The next example touches, in a chemical and functional sense, on properties of the surface or membrane of the cancer cell in comparison with those of homologous normal cells. After Coman74 had observed that certain tumor tissues had a diminished adhesiveness, Abercrombie and Ambrose 1 reported on a similar phenomenon with tissue cultures of sarcoma cells and normal fibroblasts (see also Ambrose et al.8). When Ambrose, James and Lowick 11 submitted a suspension of hamster kidney epithelium cells, of hamster kidney tumor cells 138 and red blood cells to an electric current (electrophoresis), they established that the tumor cells carried a higher negative charge than the normal ones (see Fig. 23). This charge could be reduced by the basic macromolecular polyethyleneimine but not by polylysine.10 Taking into consideration also the observation 12 that similar differences in surface charges have been found with sublines of mouse sarcoma cells (MC1M), distinguishable one from another solely by their smaller or greater tendency to form ascites and by their tumor virulence, it became desirable to study the cell surface with the help of enzymes. In the first place, Easty et al.64 investigated the effect of a large range of biocatalysts on the adhesiveness of ascites tumor cells to glass. The only enzymes which showed a noticeable effect were trypsin and elastase (proteolytic), acid phosphatase and wheat germ 'lipase' (hydrolytic). Another series of experiments were carried out by Ambrose et al.9 with first generation cultures of normal hamster epithelium cells (see above) and the cells of a transplanted autonomous kidney tumor.

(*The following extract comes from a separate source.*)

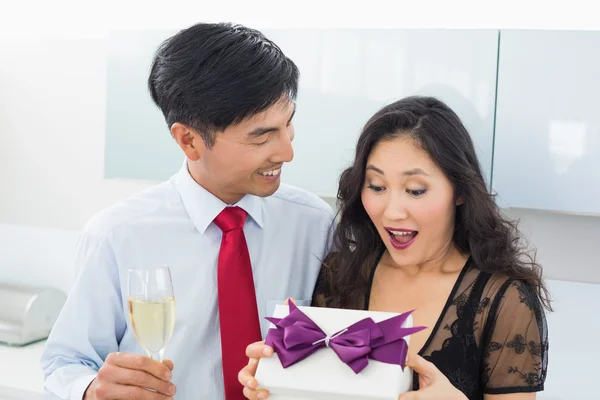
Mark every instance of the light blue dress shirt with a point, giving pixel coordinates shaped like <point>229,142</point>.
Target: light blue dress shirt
<point>288,235</point>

Fig. 23. Histograms of surface charge density of normal and tumor cells of hamster kidney. (From Ambrose et al.: Nature." Courtesy of Macmillan and Co. Ltd., London.).

Apart from microscopic differences between untreated normal and tumor cells, which tallied with the behaviour of material previously studied,18 the only enzyme which produced a selective action on the tumor cells was wheat germ 'lipase' (see Fig. 24a. and b). Whether this is a genuine distinction and is only produced by this plant enzyme which in its action is more like an ali-esterase, or also by lipases from mammalian and bacterial sources, and whether the difference in growth rates between the tissue cultures used in these experiments is at the bottom of the observed effects, has to be seen.98 If the observation were of a more general nature, then the cellular changes claimed with the enzyme preparation would be of considerable importance as they might reflect on special properties of some fatty acid derivatives in the cell surfaces of tumors.